The infants were considered to have a motor-milestone response if they met the following two criteria: improvement in at least one category (i.e., an increase in the score for head control, rolling, sitting, crawling, standing, or walking of ≥1 point, an increase in the score for kicking of ≥2 points, or achievement of the maximal score for kicking) and more categories with improvement than categories with worsening (i.e., a decrease in the score for head control, rolling, sitting, crawling, standing, or walking of ≥1 point or a decrease in the score for kicking of ≥2 points). Infants who died or were withdrawn from the trial were considered to have had no response, regardless of whether they attended the visit on day 183.
The second primary efficacy end point was event-free survival, which was defined as the time to death or the use of permanent assisted ventilation (tracheostomy or ventilatory support for ≥16 hours per day for >21 continuous days in the absence of an acute reversible event). The use of permanent assisted ventilation as of days 91, 182, 273, 364, and 394 was determined on the basis of patient data from parental diaries and hospital records obtained at those visits. All events of permanent assisted ventilation were adjudicated by an independent end-point adjudication committee whose members were unaware of the group assignments.
Descriptions of the six secondary end points are provided in the Supplementary Appendix. Scores on the Children’s Hospital of Philadelphia Infant Test of Neuromuscular Disorders (CHOP INTEND) range from 0 to 64, with higher scores indicating better motor function; a CHOP INTEND response was defined as an increase of at least 4 points from baseline in the CHOP INTEND score at the end-of-trial visit (day 183, 302, or 394).

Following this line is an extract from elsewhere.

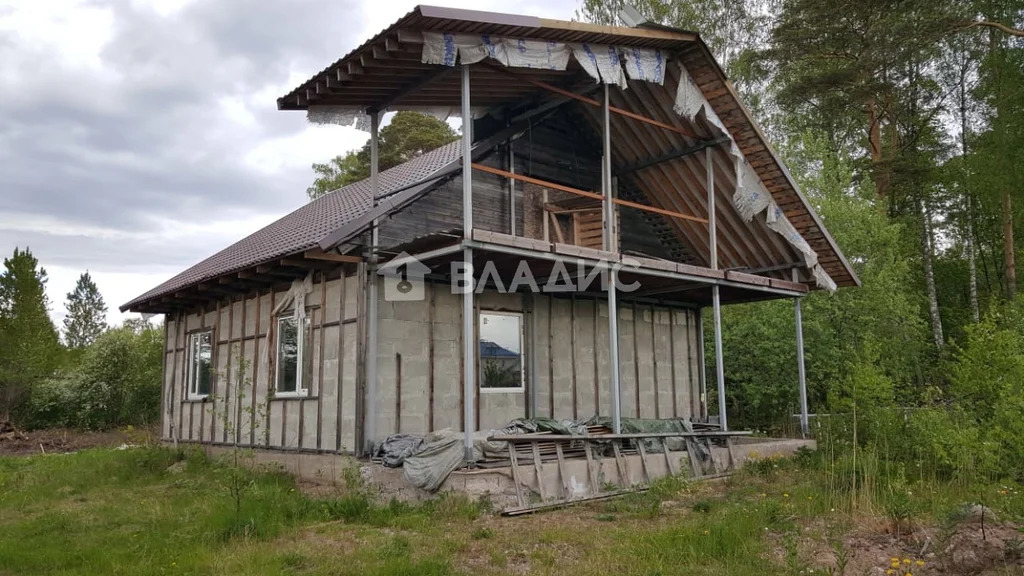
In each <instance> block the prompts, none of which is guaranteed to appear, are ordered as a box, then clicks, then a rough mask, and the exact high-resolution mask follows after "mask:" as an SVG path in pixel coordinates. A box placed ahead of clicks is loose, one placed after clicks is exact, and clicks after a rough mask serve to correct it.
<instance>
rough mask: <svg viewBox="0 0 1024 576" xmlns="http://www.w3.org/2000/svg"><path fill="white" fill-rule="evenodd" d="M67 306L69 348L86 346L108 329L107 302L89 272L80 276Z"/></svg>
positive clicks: (65, 339)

A compound muscle action potential (CMAP) response was defined as an increase in the peroneal CMAP amplitude to at least 1 mV (or maintenance of an amplitude of ≥1 mV) at the end-of-trial visit (day 183, 302, or 394). Adverse events included all untoward events that occurred during the trial period, including those that were expected to occur in a population of infants with spinal muscular atrophy; details are provided in the Supplementary Appendix. Other safety assessments included vital-sign measurements, laboratory tests, and neurologic examinations.
In accordance with the statistical analysis plan, only the first primary efficacy end point was statistically assessed in the interim analysis. Because the P value for the first primary end point was significant in the interim analysis, this end point was not tested for significance in the final analysis. The second primary efficacy end point and all secondary efficacy end points were assessed in the final analysis. A hierarchical testing strategy was used to control the overall type I error rate at 0.05; in the final analysis, end points were ranked and tested for statistical significance in a hierarchical order (see the Supplementary Appendix).
The difference between the nusinersen group and the control group in the proportion of infants who had a motor-milestone response was analyzed with the use of Fisher’s exact test. Event-free survival and overall survival were assessed with the use of a log-rank test that was stratified according to disease duration at screening (≤12 weeks or >12 weeks). The median time to death or the use of permanent assisted ventilation in each group and associated 95% confidence intervals were estimated with the use of the Kaplan–Meier product-limit method; probability of survival was estimated with the use of the Kaplan–Meier method.
A hazard ratio for death or the use of permanent assisted ventilation and a hazard ratio for death were calculated with the use of a Cox proportional-hazards model that was adjusted for disease duration at screening in each infant. A hazard ratio of less than 1.00 indicated a lower risk of an event in the nusinersen group than in the control group. For details about patients included in the final analysis, see Figure S1 in the Supplementary Appendix.